Jakarta – Wakil Ketua Komisi X DPR RI Dede Yusuf mendorong Kementerian Pendidikan, Kebudayaan, Riset dan Teknologi (Kemendikbud-Ristek) untuk menyempurnakan Permendikbud 30 tahun 2021 tentang pencegahan dan penanganan kekerasan seksual (PPKS).
Diketahui, peraturan itu menuai pro dan kontra karena dianggap melegalkan zina, tidak sesuai dengan nilai Pancasila, serta norma agama.
Pasalnya, dalam peraturan itu terdapat diksi “tanpa persetujuan korban” yang dinilai melegalkan seks bebas.
Dede Yusuf menilai Permendikbud 30 sebenarnya punya niat baik untuk mencegah kekerasan seksual di lingkungan pendidikan.
Namun, diksi yang dipakai belum dapat diterima semua pihak sehingga perlu penyesuaian atau revisi menggunakan kalimat lain
“Kalau ada peraturan ini, kan bakal mencegah orang melakukan.
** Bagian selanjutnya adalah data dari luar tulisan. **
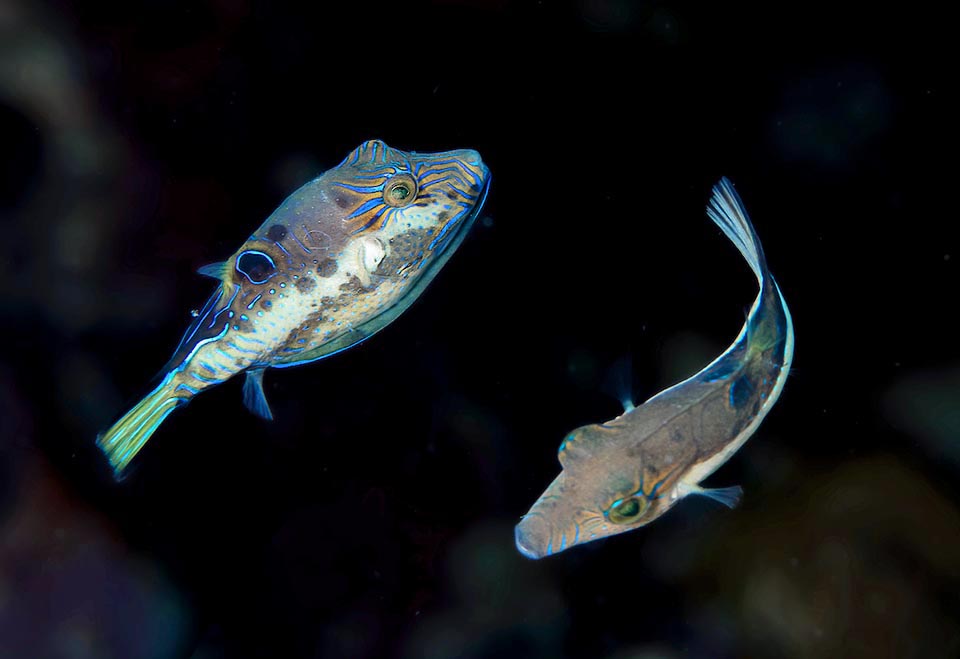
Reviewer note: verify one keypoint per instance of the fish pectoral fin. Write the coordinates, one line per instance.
(216, 270)
(728, 496)
(253, 397)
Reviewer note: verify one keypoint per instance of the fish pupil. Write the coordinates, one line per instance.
(256, 266)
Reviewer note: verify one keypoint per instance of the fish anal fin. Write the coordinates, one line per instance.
(218, 270)
(728, 496)
(253, 397)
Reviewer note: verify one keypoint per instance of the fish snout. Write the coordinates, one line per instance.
(532, 537)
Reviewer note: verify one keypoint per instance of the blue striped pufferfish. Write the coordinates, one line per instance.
(338, 260)
(622, 474)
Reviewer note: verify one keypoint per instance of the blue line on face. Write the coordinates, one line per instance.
(365, 189)
(370, 205)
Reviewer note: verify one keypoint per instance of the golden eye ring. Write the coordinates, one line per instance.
(627, 510)
(400, 191)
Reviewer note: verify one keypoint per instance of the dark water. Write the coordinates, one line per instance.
(374, 517)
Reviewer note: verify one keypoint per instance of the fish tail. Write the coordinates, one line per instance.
(727, 212)
(128, 435)
(769, 321)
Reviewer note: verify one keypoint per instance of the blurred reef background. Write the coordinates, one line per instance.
(374, 517)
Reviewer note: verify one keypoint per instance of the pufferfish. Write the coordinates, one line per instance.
(340, 258)
(623, 474)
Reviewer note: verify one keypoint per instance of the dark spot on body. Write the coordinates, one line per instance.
(327, 268)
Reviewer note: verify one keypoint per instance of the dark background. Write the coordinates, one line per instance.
(374, 517)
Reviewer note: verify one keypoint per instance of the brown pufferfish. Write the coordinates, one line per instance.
(337, 261)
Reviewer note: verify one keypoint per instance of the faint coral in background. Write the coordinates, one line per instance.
(68, 585)
(926, 404)
(857, 561)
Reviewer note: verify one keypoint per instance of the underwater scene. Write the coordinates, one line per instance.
(516, 328)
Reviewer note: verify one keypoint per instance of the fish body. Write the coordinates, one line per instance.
(623, 474)
(337, 261)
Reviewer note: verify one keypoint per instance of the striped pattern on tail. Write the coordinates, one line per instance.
(128, 435)
(727, 212)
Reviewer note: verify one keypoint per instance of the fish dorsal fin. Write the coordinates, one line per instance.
(372, 153)
(219, 270)
(253, 397)
(581, 443)
(728, 496)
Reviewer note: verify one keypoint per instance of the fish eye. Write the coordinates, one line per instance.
(256, 266)
(400, 191)
(627, 510)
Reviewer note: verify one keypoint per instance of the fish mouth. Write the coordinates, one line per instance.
(520, 541)
(529, 537)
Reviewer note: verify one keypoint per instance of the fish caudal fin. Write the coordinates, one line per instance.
(727, 212)
(253, 397)
(128, 435)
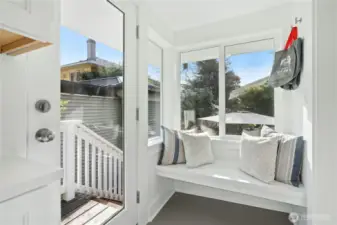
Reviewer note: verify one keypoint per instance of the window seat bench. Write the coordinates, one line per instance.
(224, 180)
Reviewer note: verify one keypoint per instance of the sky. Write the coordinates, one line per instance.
(74, 49)
(250, 66)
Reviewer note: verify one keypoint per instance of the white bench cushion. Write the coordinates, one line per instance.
(227, 176)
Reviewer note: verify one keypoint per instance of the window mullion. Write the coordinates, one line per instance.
(222, 92)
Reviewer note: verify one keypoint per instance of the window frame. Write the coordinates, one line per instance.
(159, 138)
(276, 35)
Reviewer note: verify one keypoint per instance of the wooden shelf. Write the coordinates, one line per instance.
(15, 44)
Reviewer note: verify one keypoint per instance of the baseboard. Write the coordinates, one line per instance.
(158, 204)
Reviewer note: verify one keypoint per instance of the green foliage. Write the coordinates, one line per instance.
(63, 105)
(258, 99)
(201, 91)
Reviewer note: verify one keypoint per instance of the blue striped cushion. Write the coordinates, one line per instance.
(289, 157)
(173, 149)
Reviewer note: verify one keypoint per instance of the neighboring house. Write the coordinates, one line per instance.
(98, 104)
(72, 71)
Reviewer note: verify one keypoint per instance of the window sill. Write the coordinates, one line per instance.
(155, 141)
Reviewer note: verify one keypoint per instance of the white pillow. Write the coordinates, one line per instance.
(198, 149)
(258, 157)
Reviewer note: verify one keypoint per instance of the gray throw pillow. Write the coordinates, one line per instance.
(289, 157)
(173, 149)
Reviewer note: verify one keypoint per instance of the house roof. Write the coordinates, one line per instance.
(97, 61)
(117, 82)
(239, 91)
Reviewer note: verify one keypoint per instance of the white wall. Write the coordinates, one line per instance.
(28, 78)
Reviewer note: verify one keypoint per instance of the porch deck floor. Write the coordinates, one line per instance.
(87, 210)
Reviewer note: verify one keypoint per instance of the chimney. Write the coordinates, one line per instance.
(91, 49)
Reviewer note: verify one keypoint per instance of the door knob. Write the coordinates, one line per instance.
(44, 135)
(43, 106)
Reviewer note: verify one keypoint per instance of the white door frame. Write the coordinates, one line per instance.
(322, 188)
(129, 214)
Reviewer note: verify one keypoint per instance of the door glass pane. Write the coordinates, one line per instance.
(200, 90)
(154, 89)
(249, 99)
(91, 108)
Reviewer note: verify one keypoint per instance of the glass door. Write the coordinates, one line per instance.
(98, 112)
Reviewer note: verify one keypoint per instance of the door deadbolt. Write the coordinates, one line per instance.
(43, 106)
(44, 135)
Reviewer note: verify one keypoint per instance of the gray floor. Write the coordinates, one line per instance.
(192, 210)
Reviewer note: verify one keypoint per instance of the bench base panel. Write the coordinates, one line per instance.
(214, 193)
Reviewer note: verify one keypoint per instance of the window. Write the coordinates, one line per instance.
(200, 90)
(78, 76)
(239, 99)
(154, 89)
(249, 98)
(72, 77)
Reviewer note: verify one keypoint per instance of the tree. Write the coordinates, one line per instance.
(200, 92)
(258, 99)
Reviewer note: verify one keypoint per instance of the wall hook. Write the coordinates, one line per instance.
(298, 20)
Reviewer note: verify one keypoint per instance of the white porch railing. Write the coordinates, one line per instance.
(91, 164)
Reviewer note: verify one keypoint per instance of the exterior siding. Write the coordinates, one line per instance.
(103, 115)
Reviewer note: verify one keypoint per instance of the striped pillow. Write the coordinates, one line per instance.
(289, 157)
(173, 149)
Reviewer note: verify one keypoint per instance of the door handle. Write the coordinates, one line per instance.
(44, 135)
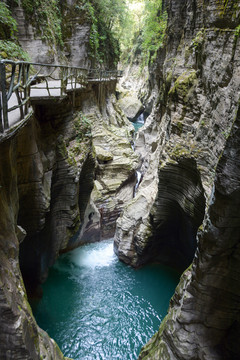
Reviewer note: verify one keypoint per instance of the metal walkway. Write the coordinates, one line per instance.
(22, 83)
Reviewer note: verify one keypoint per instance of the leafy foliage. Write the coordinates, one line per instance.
(145, 30)
(8, 25)
(107, 17)
(10, 50)
(155, 23)
(45, 15)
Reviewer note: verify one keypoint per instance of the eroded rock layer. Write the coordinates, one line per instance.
(203, 319)
(197, 76)
(200, 100)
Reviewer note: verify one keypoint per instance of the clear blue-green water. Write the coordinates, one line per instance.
(98, 308)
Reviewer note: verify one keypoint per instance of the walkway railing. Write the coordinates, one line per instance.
(18, 78)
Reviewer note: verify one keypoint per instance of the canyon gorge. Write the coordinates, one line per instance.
(76, 172)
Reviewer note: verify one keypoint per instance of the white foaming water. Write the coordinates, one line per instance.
(99, 256)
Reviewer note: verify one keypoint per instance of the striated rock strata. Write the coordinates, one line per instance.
(203, 319)
(197, 76)
(20, 337)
Tetapi kadang-kadang narasi yang dibuat tidak pas. Sehingga kalau diterjemahkan seolah-olah, kalau ada persetujuan (seksual) boleh dong, padahal sebenarnya gak gitu.
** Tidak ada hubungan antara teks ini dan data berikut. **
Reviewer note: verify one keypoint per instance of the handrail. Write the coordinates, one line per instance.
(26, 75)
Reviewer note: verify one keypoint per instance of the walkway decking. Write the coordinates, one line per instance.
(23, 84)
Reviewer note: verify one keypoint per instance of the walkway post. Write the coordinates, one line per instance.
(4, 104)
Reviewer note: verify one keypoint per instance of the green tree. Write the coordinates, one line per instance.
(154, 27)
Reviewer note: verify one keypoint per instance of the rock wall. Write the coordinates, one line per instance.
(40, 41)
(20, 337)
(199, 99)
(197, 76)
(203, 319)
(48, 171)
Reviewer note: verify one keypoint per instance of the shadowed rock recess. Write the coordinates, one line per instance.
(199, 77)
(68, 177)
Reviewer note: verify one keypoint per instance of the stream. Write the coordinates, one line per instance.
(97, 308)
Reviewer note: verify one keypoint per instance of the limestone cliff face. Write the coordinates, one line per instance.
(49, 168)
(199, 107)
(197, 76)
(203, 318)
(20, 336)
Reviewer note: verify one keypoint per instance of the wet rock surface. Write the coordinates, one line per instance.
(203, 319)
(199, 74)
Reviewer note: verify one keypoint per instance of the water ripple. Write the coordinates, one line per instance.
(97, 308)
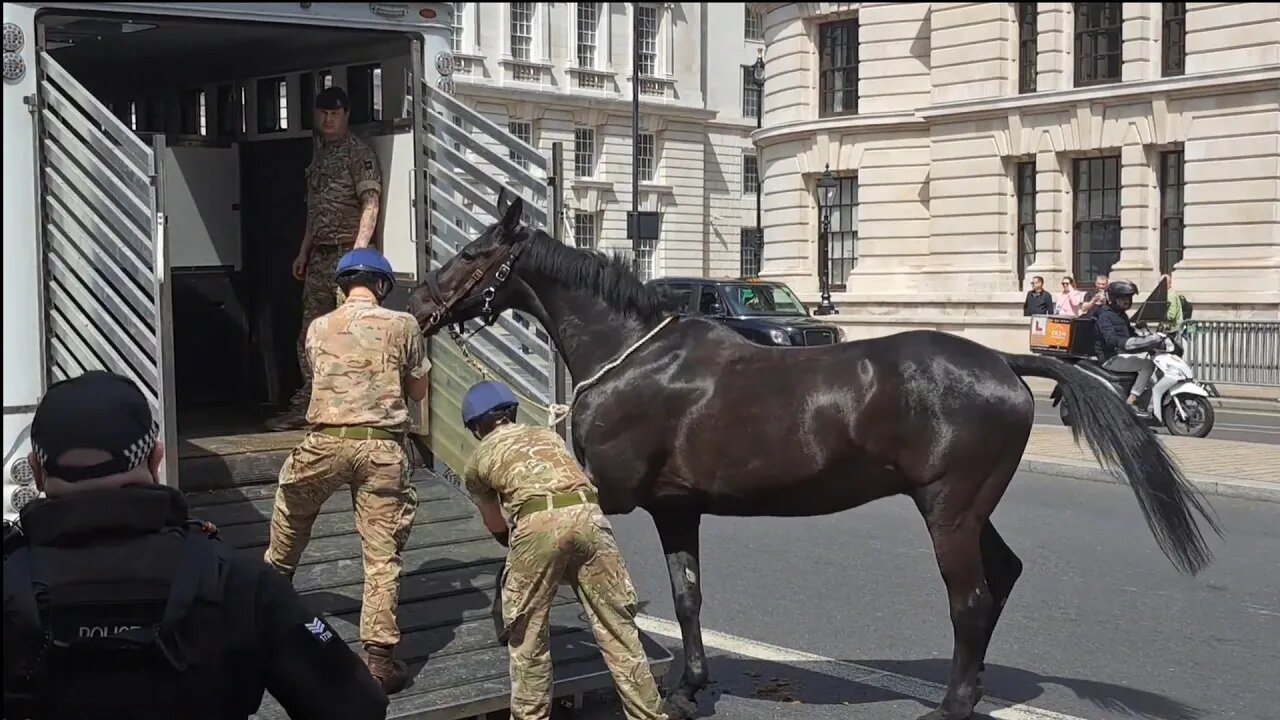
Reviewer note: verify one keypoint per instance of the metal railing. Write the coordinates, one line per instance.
(1244, 352)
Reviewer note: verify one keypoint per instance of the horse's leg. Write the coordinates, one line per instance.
(1002, 569)
(958, 550)
(679, 534)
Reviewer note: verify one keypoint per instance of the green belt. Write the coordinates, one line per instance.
(356, 432)
(548, 501)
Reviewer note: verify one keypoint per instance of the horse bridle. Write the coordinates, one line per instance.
(446, 305)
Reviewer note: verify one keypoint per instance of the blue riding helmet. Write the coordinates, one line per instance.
(485, 397)
(365, 260)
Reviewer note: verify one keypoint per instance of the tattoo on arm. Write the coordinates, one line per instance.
(368, 219)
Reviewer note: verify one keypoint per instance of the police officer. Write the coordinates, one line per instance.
(147, 614)
(560, 534)
(366, 360)
(344, 185)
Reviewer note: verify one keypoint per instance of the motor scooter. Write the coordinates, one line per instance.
(1174, 399)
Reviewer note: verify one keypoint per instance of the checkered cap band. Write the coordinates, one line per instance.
(97, 410)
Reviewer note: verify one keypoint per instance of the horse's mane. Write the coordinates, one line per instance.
(608, 277)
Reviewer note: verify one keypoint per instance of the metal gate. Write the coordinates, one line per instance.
(106, 300)
(469, 158)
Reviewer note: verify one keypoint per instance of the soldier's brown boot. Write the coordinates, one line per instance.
(391, 674)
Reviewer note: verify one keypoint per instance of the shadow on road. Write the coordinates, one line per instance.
(814, 683)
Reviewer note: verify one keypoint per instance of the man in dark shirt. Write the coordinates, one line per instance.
(1038, 302)
(117, 604)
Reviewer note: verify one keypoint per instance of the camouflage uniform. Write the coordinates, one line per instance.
(361, 354)
(512, 465)
(339, 176)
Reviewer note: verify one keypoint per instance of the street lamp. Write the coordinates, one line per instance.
(758, 80)
(826, 201)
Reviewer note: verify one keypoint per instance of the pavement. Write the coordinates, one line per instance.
(845, 616)
(1217, 466)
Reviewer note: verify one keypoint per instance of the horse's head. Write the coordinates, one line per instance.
(479, 281)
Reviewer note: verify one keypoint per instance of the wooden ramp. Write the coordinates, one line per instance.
(447, 591)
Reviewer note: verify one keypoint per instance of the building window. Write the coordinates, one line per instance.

Menurut saya revisi saja Permendikbud ini,” kata Dede saat ditemui di Desa Tanimulya, Kecamatan Ngamprah, Jumat 12 November 2021.
Politisi Partai Demokrat itu menjelaskan kekerasan di dunia pendidikan terutama kampus masih marak terjadi. Terbaru, kasus serupa terjadi di Universitas Riau (Unri). Aparat kepolisian telah memeriksa sejumlah saksi dan terduga pelaku yang merupakan seorang dosen.
“Permendikbud 30 itu sebenarnya niatnya baik. Sebelum ada aturan ini, banyak sekali kekerasan seksual. Yang terjadi baru-baru ini kita mendengar kasus yang di Unri siswa mengaku mendapat kekerasan seksual sampai di bawa ke ranah hukum,” tambahnya.
Dede menegaskan dorongan revisi tak berarti menghilangkan semangat pencegahan kekerasan seksual dalam aturan ini.
Untuk mencegah kegaduhan, ia mendorong Kemendikbud menggandeng ahli bahasa agar bisa diterima semua pihak “Menurut saya revisi saja Permendikbud ini, peraturan ini harus tetap ada karena untuk mencegah juga apalagi ini banyak terjadi di kampus-kampus. Tapi masalah bahasa, silahkan. Carilah ahli bahasa yang paham nilai-nilai agama dan sosial budaya timur dari kata-kata yang tidak bertubrukan,” pungkasnya.